Table 1 shows that hat activation function has slightly better generalization capability than ReLU activation function for both MgNet and ResNet. To illustrate the argument of MgNet, we evaluate the performance of MgNet with different scale settings of hat activation function. As is shown in Table 2, it is better to use the hat function with larger support in the coarser resolution data which is consistent of the frequency variation of MgNet.

To exclude the influence of training process, we train the CNNs with more epochs of 300. As is shown in Table 3, the test accuracy increases both for hat MgNet and ReLU MgNet, and hat activation function still maintains slightly better generalization capability than ReLU activation function which indicates that hat activation function is truly powerful.

Since the scale of hat function is fixed which can be a potential disadvantage, we also regard these scale numbers as parameters in the network. Table 4 gives the results of trainable scale hat MgNet on CIFAR10/100 datasets and we also record the scale numbers of the model. Though using two different settings of initial scale, the results all demonstrate that it is better to use the hat function with larger support in the coarser resolution level and the support intend to be getting small during the training. The results show that the generalization accuracy of MgNet is still competitive with a much smaller support in the first few layers without adding any neurons. We also note that it is available for a combination of hat function and ReLU function for CNNs with trainable scale hat function and we can replace the activation function of the encoding layer with ReLU function.

Kaiming’s initialization has been shown to work well for ReLU networks, the experiments show that hat CNNs also work well with this initialization method. Furthermore, we also consider Xavier’s uniform initialization [3] for hat CNNs on CIFAR10/100 datasets. The results in Table 5 and Fig. 2 show that the initialization methods make almost no difference on test accuracy but for the CIFAR100 dataset the loss of Kaiming’s initialization converges slightly fast.

Table 1. Comparison of hat CNNs and ReLU CNNs for image classification.
Table 2. Comparison of different scale setting of hat function for MgNet.
Table 3. MgNet results of 300 epochs.
Table 4. MgNet with hat function of trainable scale (300 epochs).
Table 5. Comparison of different initialization methods for hat-CNNs.
Fig. 2.
figure 2

Comparison of loss curve and test accuracy curve of MgNet for CIFAR10 and CIFAR100 datasets versus initialization methods.

4 Conclusion

We introduce the hat activation function, a compact function for CNNs and evaluate its performance on several datasets in this paper.

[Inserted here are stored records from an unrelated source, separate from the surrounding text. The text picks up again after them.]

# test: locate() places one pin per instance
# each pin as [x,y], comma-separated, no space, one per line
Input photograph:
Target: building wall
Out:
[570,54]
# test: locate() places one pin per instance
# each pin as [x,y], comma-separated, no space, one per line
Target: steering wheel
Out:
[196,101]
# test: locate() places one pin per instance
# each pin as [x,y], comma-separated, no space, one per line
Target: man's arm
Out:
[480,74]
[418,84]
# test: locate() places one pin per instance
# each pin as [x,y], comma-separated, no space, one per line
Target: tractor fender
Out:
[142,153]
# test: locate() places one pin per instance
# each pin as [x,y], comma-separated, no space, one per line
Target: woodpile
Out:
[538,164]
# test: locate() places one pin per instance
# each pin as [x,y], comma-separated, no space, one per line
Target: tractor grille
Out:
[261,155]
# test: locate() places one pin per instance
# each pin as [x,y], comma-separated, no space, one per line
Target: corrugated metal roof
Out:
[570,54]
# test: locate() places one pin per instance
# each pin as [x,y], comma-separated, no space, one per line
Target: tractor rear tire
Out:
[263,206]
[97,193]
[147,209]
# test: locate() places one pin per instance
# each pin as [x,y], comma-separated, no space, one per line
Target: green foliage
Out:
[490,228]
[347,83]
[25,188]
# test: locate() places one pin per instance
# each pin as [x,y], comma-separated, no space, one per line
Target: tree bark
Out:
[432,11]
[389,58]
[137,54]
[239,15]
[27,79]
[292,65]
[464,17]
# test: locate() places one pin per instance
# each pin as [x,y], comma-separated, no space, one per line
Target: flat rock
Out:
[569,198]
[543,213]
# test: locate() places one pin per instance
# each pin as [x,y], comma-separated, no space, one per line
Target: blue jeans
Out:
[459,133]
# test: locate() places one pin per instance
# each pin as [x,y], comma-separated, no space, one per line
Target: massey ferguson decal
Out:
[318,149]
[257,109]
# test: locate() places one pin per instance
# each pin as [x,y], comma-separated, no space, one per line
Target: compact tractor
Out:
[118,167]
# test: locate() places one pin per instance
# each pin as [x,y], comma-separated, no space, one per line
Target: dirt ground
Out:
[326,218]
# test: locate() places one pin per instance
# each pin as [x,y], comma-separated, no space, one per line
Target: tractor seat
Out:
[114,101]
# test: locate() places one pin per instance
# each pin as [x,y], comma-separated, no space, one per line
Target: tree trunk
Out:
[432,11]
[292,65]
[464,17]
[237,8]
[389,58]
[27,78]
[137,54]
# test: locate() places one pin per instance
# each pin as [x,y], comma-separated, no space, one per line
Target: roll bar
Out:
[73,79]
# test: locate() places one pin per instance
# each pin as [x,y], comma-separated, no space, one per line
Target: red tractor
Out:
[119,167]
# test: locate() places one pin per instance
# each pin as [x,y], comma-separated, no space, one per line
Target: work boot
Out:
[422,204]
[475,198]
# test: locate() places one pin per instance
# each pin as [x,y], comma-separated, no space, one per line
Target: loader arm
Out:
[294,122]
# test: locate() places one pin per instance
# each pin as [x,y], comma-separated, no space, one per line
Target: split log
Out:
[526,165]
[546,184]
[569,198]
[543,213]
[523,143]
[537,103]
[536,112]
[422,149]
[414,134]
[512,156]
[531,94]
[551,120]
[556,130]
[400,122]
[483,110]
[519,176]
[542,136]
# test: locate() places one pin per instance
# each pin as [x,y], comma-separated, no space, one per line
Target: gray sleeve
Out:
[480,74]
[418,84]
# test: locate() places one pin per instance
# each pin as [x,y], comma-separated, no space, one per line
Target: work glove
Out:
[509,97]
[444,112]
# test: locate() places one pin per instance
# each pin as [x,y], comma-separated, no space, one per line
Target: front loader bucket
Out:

The results show that hat activation function which has a compact activation area still has competitive performance in comparison with ReLU activation function for MgNet and ResNet although it does not have those properties of ReLU which are deemed to be important. Besides, activation function with a small compact set can cause gradient vanishing easily but this has no influence on the performances of CNNs with hat function. Specifically, from the experiments we note that the scale setting of hat activation function also influences the performance, which is related to the frequency variation in the network. Furthermore, commonly used initialization methods are also shown to be viable for hat CNNs. These numerous experiments show that hat function is indeed a viable choice of activation functions for CNNs and indicate the spectral bias is not significant for generalization accuracy.